Economia

Occhio al conto cointestato: chi rischia adesso

Una sentenza della Cassazione inguaia i coniugi col conto cointestato: spuntano pure le tasse. Ecco cosa cambia

Occhio al conto cointestato: chi rischia adesso (e cosa cambia)

Moglie e marito, condivisione di beni e di conto corrente ma c'è una sorpresa: se manca la volontà da parte di entrambi di condividere il denaro, anche un solo prelievo può "costare" il pagamento di una tassa se i soldi sono presi "indebitamente" e la somma di denaro deve essere immediatamente restituita.

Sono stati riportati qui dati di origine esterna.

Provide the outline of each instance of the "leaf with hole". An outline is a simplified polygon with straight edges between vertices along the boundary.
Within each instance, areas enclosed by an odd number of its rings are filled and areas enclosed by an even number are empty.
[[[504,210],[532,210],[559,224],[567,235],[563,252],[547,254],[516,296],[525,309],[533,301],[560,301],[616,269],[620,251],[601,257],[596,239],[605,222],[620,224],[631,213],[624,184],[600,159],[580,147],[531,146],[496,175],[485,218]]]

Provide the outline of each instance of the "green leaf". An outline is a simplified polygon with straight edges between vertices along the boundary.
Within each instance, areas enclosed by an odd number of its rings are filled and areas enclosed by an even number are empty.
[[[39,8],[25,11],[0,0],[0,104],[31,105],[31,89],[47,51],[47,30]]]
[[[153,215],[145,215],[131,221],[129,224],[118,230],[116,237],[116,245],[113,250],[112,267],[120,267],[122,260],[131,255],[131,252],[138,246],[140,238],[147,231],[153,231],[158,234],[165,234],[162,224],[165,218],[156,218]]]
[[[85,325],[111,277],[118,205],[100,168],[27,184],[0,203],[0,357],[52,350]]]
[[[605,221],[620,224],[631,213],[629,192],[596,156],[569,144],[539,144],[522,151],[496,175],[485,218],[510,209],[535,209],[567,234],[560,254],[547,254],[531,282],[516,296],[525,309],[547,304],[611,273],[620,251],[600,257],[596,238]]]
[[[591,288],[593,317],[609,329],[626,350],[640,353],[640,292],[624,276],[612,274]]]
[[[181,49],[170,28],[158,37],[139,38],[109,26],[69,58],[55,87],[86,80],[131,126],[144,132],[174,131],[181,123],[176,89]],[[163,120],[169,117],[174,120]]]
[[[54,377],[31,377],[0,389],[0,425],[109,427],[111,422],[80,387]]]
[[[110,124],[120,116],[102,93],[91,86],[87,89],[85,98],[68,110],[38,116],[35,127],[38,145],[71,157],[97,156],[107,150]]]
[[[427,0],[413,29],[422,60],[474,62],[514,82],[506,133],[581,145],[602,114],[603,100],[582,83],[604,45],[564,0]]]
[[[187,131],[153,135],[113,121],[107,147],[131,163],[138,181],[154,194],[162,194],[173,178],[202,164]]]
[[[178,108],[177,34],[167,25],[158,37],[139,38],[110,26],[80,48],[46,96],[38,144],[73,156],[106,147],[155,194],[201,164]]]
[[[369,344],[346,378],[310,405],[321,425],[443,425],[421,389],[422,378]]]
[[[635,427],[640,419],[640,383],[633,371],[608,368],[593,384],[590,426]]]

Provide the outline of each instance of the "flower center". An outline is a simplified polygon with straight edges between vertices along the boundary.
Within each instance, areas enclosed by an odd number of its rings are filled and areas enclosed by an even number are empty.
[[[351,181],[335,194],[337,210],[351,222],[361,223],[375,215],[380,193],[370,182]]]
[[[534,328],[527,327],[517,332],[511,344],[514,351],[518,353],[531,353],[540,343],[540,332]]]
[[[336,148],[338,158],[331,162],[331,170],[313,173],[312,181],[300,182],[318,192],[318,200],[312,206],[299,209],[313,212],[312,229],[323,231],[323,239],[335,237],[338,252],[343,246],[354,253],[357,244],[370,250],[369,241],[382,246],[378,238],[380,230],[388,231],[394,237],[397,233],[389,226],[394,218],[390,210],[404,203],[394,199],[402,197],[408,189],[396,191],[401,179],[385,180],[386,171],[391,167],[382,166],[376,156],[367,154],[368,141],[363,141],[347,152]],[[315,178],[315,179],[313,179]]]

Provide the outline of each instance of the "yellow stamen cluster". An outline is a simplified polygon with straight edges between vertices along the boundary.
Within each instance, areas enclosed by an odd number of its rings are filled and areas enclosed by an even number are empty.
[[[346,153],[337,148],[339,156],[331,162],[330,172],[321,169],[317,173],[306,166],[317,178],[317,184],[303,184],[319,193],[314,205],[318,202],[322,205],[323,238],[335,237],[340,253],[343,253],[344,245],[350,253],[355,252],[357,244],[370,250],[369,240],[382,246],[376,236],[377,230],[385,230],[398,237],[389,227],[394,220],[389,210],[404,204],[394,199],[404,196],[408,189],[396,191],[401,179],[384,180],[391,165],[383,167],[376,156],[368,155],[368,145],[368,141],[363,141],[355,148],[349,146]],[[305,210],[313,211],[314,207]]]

La sentenza della Cassazione

Con una sentenza, la numero 25684 del 22 settembre 2021, la Corte di Cassazione ha deciso che non si può prelevare il denaro se non c'è la volontà di uno dei due: anche se il conto è in comune, quindi cointestato, questo non significa che il marito possa prelevare i soldi della moglie senza che questa abbia dato il consenso. Del caso nostro fa parte un uomo che, infatti, si è visto respinto il ricorso dopo un accertamento sulla somma versata in banca dalla donna.

Cos'è "l'animus donandi"

Gli Ermellini hanno spiegato che il denaro è della coppia solo e soltanto se c'è la volontà, da parte di chi versa i soldi, di fare un regalo, quindi di condividerlo. Altrimenti, come in questo caso, l'uomo può essere accusato di aver indebitamente intascato la somma della moglie e sarà costretto a pagarci la tassa. Uno dei passaggi chiave della sentenza recita che "il versamento di una somma di danaro da parte di un coniuge su conto corrente cointestato all'altro coniuge non costituisce di per sé atto di liberalità". Infatti, un conto cointestato con firme e disponibilità diverse di una somma di denaro che è appartenuta soltanto ad uno dei due, può essere qualificata come "clonazione indiretta" quando si sarà accertato che esiste l'animus donandi, quindi la possibilità di essere utilizzato liberamente da entrambi.

Cosa dice il Fisco

Oltre alla legge, ci si mette di mezzo anche il Fisco: come scrive Yahoo finanza, i ricavi reddituali che rientrano nell'art.6 del dpr 22 dicembre 1986 n. 917, saranno soggetti a tassazione “anche se il contribuente è stato condannato alla restituzione delle somme illecitamente incassate e al risarcimento dei danni cagionati o se in capo all’autore del reato sussisteva l’intenzione di non trattenere le ricchezze percepite nel proprio patrimonio, ma di riversarle a terzi”. Doppia beffa, quindi: non basta la restituzione di soldi del marito, bisogna pagarci pure la tassa.

Infatti, il caso di cui abbiamo parlato che ha visto protagonista lo sfortunato marito, dopo la condanna del giudice si è visto recapitare da parte dell'Agenzia delle Entrate un avviso di accertamento dove veniva richiesto il pagamento dell’Irpef sui soldi prelevati.